One of the biggest problems in eye tracking is the range. If your eyeball is at this range when
you calibrate and then you move your eyeball back, look at the new geometry. It now sees
your eye from a different point of view and the gaze angle is actually less than it was when it
was closer. So that means the pupil vector actually got smaller. You're still seeing looking at
exactly the same gaze point but the projection, the measurement that the eye tracker is able to
make on that glint pupil vector got smaller. It got smaller for two reasons. It's a double barrel
effect. One is that the angle actually got smaller; the included angle between the camera axis
and your visual axis got smaller, but at the same time the eye is further away so anything that's
further away shrinks in the image. So it then projects a gaze point that’s below. And
conversely, if your eye were to move forward it would project a gaze point that's too high. If
you don't accommodate all that geometry correctly, if you come back a couple days later and
you happen to be sitting further back or sitting too close, you can get these kinds of errors.
So the way LC Technologies has solved that problem is with a completely different kind of
device for measuring range. Most of the eye trackers out there have a camera in the center
and two LEDs that are offset to the side that illuminate the eye and then, so the camera sees
the eye, okay, and in the image of the eye there are two corneal reflections, and the distance of
those two corneal reflections is somehow related disproportional to range, and so you can do a
first order of correction in this geometry. But that's kind of fallacious because it's assuming that
the corneal sphere is a sphere. It isn't. There’s a lot of flattening out towards the edges of the
eye, and that’s just so the eye can focus better. So when you calibrate, if you're looking off, if
you’re looking at some point on the center of the screen and then you look at a different place,
even though your range didn't change at all the distance between these two corneal reflections
did change because the surface is not a sphere. It's varied.
So the approach that we've taken in the eye tracking here is to solve all these problems
explicitly rather than having a lumped parameter model that calculates the gaze point from the
calculated pupil vector we go through many steps. We do calculate the glint pupil vector very
precisely, but then we actually do some ray tracing. So as we find that the eye is all oriented
over in this direction it accommodates the fact that there's a flattening of the cornea. And that
geometry is explicitly calculated when we see a gaze off at an angle. We have a mechanism in
here called the Asymmetric Aperture Method which is able to measure the distance to the
corneal reflection on the eye. That's kind of a whole different topic here, we can go off on that
one for half an hour too, but let's not for the moment. But we can measure the range to the
eye without these two LEDs that are offset from each other. Our LEDs are at the center of the
lens, and we actually look at the shape of the corneal reflection and you will see that in there.

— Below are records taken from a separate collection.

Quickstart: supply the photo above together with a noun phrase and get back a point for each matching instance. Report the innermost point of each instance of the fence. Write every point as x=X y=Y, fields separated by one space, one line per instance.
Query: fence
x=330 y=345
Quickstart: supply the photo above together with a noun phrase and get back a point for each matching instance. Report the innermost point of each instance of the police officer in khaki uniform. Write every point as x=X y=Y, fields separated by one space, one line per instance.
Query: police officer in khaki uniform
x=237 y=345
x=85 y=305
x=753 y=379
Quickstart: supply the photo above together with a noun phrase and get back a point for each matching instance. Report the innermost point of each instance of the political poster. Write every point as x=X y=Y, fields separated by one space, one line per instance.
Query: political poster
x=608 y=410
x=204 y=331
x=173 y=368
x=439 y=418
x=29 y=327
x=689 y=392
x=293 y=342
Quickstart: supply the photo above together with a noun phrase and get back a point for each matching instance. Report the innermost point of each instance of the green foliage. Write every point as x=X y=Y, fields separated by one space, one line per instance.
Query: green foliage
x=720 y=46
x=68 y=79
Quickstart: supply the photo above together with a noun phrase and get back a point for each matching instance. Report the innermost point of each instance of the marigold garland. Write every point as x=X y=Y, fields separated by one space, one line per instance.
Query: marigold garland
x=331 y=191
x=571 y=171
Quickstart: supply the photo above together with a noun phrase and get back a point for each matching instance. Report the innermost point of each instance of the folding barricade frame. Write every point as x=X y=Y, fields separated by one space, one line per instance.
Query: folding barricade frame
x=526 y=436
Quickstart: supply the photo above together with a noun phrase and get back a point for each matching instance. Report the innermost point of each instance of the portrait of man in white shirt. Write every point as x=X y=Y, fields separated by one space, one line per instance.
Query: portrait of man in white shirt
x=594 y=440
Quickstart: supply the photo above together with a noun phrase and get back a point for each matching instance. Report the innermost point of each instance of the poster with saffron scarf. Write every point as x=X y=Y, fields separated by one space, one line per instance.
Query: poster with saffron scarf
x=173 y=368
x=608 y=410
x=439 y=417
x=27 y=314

But that allows us to measure the range.
So we minimize a lot of those effects by doing explicit modeling of all of the ray tracing, taking
into account the geometry of the environment, the geometry of the eyeball, as we move back
and forth we got this Asymmetric Aperture for measuring more precisely the range to the eye,
find its X, Y, Z location in space, and therefore more accurately predict its gaze point.
>>: I’d like to leave some time for the people to see the fantastic system.
Dixon Cleveland: Sounds good.
>>: Otherwise we'll continue for another hour. I want to stop you here. Let's thank Dixon.